The kit comes with a rudimentary recipe. If you’ve never made paella before, you might need to look online for more specific directions. For instance, the restaurant’s recipe tells you to add broth, but not how much. I found that for 1 cup of rice, I needed about 2 1/2 cups broth. Basically, just monitor the pan as it cooks: If it looks like the broth is nearly evaporated but the rice is still not fully cooked, just add a tad more broth to let it cook further.
I customized my paella with green garlic, chopped chicken thigh meat, broccolini, and a few slivers of jarred red peppers.
You’ll have enough uncooked bomba rice and seasoning mix leftover to make another paella, too.
It makes for a fun cooking project — especially if you’re over making your umpteenth loaf of sourdough at this point.
Of course, you could also take the easier route and just order one of the restaurant’s cooked paellas to-go for pick up or delivery.
The restaurant was kind enough to let me try gratis the lobster paella for two ($46) that’s also done up with shrimp and cuttlefish. The whole pan comes packed in a pizza-like cardboard box for easy carry-out. Inside is a small container of aioli and a lemon wedge to finish the dish before serving.
If you choose to have your paella in the pan, a $20 deposit is added to the price, which is refunded when you return the pan. Otherwise, you can have the paella scooped into a box instead for no additional charge. It doesn’t have quite the visual appeal, but it will taste the same.

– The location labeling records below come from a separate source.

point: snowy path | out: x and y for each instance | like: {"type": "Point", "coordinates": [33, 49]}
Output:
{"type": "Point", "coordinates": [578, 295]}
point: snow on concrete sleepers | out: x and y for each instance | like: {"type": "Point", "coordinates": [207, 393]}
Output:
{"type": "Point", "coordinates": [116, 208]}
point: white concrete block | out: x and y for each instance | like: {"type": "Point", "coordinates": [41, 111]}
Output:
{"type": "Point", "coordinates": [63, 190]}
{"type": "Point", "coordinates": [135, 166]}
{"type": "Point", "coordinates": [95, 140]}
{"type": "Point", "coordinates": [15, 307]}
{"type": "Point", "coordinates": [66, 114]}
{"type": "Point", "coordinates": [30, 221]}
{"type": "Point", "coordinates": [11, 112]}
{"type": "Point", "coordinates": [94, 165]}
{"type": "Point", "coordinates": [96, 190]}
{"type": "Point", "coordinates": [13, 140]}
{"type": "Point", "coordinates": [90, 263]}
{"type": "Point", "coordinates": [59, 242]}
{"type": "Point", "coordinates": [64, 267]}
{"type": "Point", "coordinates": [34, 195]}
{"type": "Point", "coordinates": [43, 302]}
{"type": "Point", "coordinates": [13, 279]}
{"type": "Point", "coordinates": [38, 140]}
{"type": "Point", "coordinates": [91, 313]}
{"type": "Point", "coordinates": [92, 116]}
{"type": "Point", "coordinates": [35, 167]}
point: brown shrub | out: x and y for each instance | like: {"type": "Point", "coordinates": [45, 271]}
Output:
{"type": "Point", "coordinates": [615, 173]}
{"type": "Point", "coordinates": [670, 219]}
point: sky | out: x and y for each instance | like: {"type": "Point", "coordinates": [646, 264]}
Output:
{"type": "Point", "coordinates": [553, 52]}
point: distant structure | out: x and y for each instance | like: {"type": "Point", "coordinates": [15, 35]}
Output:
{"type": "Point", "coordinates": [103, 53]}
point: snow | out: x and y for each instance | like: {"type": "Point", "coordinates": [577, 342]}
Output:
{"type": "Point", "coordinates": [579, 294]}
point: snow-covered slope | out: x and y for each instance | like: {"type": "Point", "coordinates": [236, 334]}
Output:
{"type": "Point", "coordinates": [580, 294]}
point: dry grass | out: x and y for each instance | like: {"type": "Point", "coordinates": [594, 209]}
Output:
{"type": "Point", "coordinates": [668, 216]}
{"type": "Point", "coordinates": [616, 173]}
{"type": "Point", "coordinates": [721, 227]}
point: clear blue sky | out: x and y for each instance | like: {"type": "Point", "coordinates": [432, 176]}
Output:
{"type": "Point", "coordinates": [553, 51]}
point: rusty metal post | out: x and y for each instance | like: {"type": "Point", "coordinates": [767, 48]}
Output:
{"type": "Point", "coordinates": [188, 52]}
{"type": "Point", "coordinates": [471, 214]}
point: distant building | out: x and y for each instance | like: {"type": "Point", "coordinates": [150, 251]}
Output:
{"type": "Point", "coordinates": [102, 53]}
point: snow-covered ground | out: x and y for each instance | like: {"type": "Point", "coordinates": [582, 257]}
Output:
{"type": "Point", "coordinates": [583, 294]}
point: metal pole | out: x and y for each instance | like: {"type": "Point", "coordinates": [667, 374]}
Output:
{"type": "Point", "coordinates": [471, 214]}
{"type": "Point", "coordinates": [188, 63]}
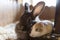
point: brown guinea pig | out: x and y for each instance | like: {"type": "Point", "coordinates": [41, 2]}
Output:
{"type": "Point", "coordinates": [26, 20]}
{"type": "Point", "coordinates": [42, 28]}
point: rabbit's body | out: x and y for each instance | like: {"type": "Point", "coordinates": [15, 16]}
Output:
{"type": "Point", "coordinates": [27, 21]}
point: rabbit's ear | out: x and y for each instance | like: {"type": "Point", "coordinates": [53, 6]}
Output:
{"type": "Point", "coordinates": [27, 7]}
{"type": "Point", "coordinates": [38, 8]}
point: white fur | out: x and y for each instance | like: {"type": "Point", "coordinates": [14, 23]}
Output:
{"type": "Point", "coordinates": [46, 29]}
{"type": "Point", "coordinates": [8, 32]}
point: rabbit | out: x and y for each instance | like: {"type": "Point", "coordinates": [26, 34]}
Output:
{"type": "Point", "coordinates": [41, 28]}
{"type": "Point", "coordinates": [23, 28]}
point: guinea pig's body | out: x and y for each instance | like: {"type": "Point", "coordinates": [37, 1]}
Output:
{"type": "Point", "coordinates": [23, 28]}
{"type": "Point", "coordinates": [41, 29]}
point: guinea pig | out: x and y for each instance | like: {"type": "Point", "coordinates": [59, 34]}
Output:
{"type": "Point", "coordinates": [27, 20]}
{"type": "Point", "coordinates": [40, 29]}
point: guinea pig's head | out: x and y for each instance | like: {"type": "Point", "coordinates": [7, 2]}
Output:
{"type": "Point", "coordinates": [40, 29]}
{"type": "Point", "coordinates": [28, 16]}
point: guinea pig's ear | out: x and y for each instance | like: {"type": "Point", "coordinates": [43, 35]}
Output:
{"type": "Point", "coordinates": [27, 7]}
{"type": "Point", "coordinates": [38, 8]}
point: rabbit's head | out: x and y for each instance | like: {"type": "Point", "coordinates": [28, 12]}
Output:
{"type": "Point", "coordinates": [27, 19]}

Even at room temperature by the time I drove it home, the rice was still moist, fluffy, and satisfying. The thin slices of lobster, enough for three per person, gave it an air of specialness.
The 32-ounce mason jar of red sangria ($28) that the restaurant included on the house was enough for four very generous servings. It was already redolent of cinnamon and fruit, but even more so once you added the included garnishes of cinnamon sticks, fresh blueberries, and orange and lemon slices.
It makes for one way to get a taste of Spain these days from the safety and comfort of your own home.